Cette sorte de nettoyage vise aussi les professeurs et les pasteurs, qui ne
doivent en aucun cas se mêler des affaires de l’État ! C’est ainsi que le
radicalisme devient omnipotent, conclut paisiblement le vieux pasteur.
    À la fin du repas, ce soir-là, on porta un toast à Annette
Bonnaveau, l’épicière-poète veveysanne de la rue d’Italie, dont tout le monde
connaissait les sentiments conservateurs.

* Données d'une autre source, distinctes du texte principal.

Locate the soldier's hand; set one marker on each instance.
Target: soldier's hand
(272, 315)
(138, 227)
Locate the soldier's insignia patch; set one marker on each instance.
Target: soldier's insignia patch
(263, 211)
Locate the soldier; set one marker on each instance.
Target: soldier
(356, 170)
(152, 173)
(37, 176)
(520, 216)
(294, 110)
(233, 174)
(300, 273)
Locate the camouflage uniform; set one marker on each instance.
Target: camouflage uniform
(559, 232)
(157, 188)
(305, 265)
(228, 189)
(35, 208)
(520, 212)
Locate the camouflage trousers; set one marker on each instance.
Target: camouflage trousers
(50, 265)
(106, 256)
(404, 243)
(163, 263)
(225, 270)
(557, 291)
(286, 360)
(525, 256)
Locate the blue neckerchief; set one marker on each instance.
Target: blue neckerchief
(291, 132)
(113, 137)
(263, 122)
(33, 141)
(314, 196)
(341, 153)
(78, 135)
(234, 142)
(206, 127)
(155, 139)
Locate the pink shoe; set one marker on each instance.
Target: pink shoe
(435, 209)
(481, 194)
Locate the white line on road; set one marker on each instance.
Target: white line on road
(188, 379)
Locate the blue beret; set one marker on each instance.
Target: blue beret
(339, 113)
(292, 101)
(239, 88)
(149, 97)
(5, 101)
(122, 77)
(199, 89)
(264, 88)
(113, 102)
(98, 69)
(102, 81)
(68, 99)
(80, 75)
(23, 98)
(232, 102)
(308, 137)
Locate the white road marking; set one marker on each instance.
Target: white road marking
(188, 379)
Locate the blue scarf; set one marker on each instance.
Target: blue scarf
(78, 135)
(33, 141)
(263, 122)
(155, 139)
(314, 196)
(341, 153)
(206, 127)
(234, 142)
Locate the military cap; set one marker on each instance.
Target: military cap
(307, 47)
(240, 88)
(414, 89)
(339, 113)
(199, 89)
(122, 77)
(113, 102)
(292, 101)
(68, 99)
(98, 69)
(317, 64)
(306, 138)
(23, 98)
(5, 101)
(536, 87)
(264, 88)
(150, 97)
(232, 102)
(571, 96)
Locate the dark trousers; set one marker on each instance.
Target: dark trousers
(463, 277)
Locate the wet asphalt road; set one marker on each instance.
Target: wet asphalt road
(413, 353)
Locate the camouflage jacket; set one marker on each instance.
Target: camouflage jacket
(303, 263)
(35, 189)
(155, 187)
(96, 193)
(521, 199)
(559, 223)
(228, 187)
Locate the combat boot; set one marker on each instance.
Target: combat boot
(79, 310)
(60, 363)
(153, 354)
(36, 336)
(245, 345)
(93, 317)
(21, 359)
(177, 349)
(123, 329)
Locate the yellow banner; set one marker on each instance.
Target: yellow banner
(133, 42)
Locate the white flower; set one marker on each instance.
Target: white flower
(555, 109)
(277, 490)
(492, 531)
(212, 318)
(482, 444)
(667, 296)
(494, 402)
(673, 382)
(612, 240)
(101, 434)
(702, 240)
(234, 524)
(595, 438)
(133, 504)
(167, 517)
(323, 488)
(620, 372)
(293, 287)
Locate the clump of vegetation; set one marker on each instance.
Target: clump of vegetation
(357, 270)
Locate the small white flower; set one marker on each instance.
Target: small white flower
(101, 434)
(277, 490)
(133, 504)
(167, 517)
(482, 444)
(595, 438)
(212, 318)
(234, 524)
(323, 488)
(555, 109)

Furieuse qu’au lendemain de la
Révolution de février 45 on eût osé planter devant son épicerie un arbre
de la liberté, elle avait publié ce quatrain vengeur :
     
    Ils auraient
dû prendre le chêne
    Pour leur
arbre de liberté
    Il aurait
nourri de sa graine
    Tous les cochons
qui l’ont planté !
     
    L’irascible Annette n’était pas la seule à se moquer du
nouveau régime vaudois, et Vuippens fit circuler un petit pamphlet anonyme, intitulé Propos en l’air à propos d’un événement du jour, imprimé à Lausanne par
l’ingrat Bonamici et distribué « chez tous les libraires du canton ».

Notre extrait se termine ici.